Bar-Slash-Accountant's Desk-Slash-Merch Stand, but Bar Nonetheless |
Feeling sheepish for squatting
at the bar without drinking, she scans the liquor menu, which consists
of beer, bloody marys, and, smudged at the bottom of the chalkboard
menu, a hastily scrawled "chardonnay." Not finding any of these options
pleasing, she asks for two bottles of water and a diet root beer,
merely so the slightly surly bartender doesn't yell at her.
The First Time Vodka Has EVER Ordered a Soda at a Bar |
After
a seemingly interminable amount of time, our number is called, and
Whiskey Sour returns to the bar clutching a paper plate of one large
shrimp po boy cut into four pieces. After a solid 45-minute wait, the
sandwich itself took approximately 3 minutes for the cafeteria ladies to
construct, so we are not exactly sure what warranted such a delay
between numbers (which thankfully go up to 50, not 100).
McDonald's Drive Thru, This Is Not |
The
sandwich itself is every bit as amazing as Alex Guarnaschelli had
promised. The shrimp are small, slightly sweet, and perfectly fried, and
there are A LOT of them.
A Non-Shrimpy Shrimp Po Boy |
They spill out the sides of the sandwich
before being guided swiftly into our mouths. The accompanying sauce
brings the ideal amount of zip to the proceedings, and all of the
components are enveloped by a truly excellent roll.

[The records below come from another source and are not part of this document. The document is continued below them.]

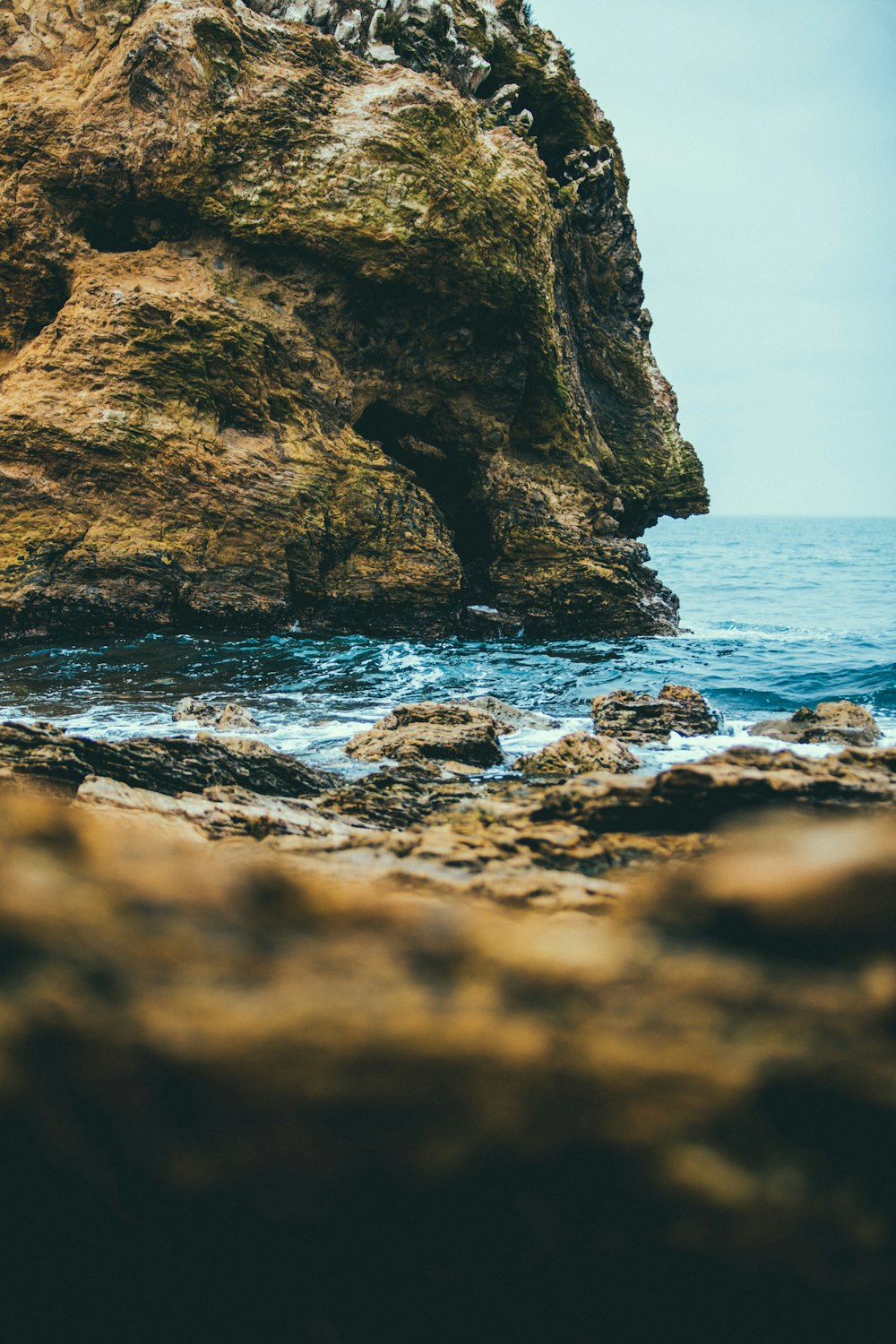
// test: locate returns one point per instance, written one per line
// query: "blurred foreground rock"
(246, 1097)
(833, 720)
(447, 736)
(642, 719)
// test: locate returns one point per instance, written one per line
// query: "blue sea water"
(777, 613)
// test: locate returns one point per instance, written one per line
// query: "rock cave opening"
(134, 226)
(447, 476)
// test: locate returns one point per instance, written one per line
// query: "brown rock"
(506, 717)
(678, 1113)
(163, 765)
(432, 734)
(239, 390)
(696, 796)
(643, 719)
(579, 753)
(226, 718)
(833, 720)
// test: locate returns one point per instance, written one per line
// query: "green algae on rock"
(324, 314)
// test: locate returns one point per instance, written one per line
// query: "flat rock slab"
(833, 720)
(446, 736)
(506, 717)
(643, 719)
(161, 765)
(579, 753)
(694, 796)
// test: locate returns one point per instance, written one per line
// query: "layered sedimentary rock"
(831, 720)
(242, 1102)
(324, 314)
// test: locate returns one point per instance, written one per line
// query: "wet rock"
(443, 736)
(681, 1112)
(579, 753)
(833, 720)
(228, 718)
(239, 392)
(395, 796)
(506, 717)
(696, 796)
(643, 719)
(163, 765)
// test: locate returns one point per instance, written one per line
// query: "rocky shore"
(440, 1051)
(322, 314)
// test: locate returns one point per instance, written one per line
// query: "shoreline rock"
(161, 765)
(452, 737)
(228, 718)
(445, 1115)
(241, 392)
(643, 719)
(579, 753)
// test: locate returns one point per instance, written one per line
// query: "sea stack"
(320, 312)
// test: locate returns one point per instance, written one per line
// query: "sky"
(761, 142)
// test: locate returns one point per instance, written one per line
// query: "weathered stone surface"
(163, 765)
(833, 720)
(429, 733)
(696, 796)
(446, 1118)
(228, 717)
(643, 718)
(579, 753)
(506, 717)
(312, 323)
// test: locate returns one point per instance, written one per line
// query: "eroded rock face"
(643, 719)
(833, 720)
(398, 1117)
(324, 314)
(432, 734)
(161, 765)
(579, 753)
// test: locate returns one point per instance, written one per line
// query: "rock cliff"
(239, 1099)
(320, 312)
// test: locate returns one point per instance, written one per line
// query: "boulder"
(242, 390)
(269, 1104)
(161, 765)
(579, 753)
(506, 717)
(840, 722)
(228, 718)
(696, 796)
(643, 719)
(435, 736)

These po boys really are THAT good.
Splendor in a Bite |
At
first, we're unsure whether to give the sandwich 4 or 5 stars. But
after we a) wish for another sandwich as soon as we finish the first, b)
continue to think about it for the remainder of the day, and c) compare
it to other po boys (namely Mother's) and find Domilise's to be significantly better, we decide it really does deserve
the 5 star designation.
And Considering Vodka's Constant Level of Impatience, This Distinction Really Is a Feat |
While Vodka is put off
with the amount of waiting involved in order to procure the delicacy,
she would come back at time that is not LUNCH on a SATURDAY (so our
timing choice, in retrospect, was not Domilise's fault). Also, as we
leave, we are genuinely thanked for coming multiple times by the owners
and the once surly-seeming bartender, further heightening our good cheer
about the place.
Not Quite Beating the Crowd |
We exit Domilise's
approximately 80 minutes after we arrived with a solid 10 minutes to
spare on our itinerary, thus proving that sometimes, cafeteria-style
fried shrimp is worth the wait... and the weight.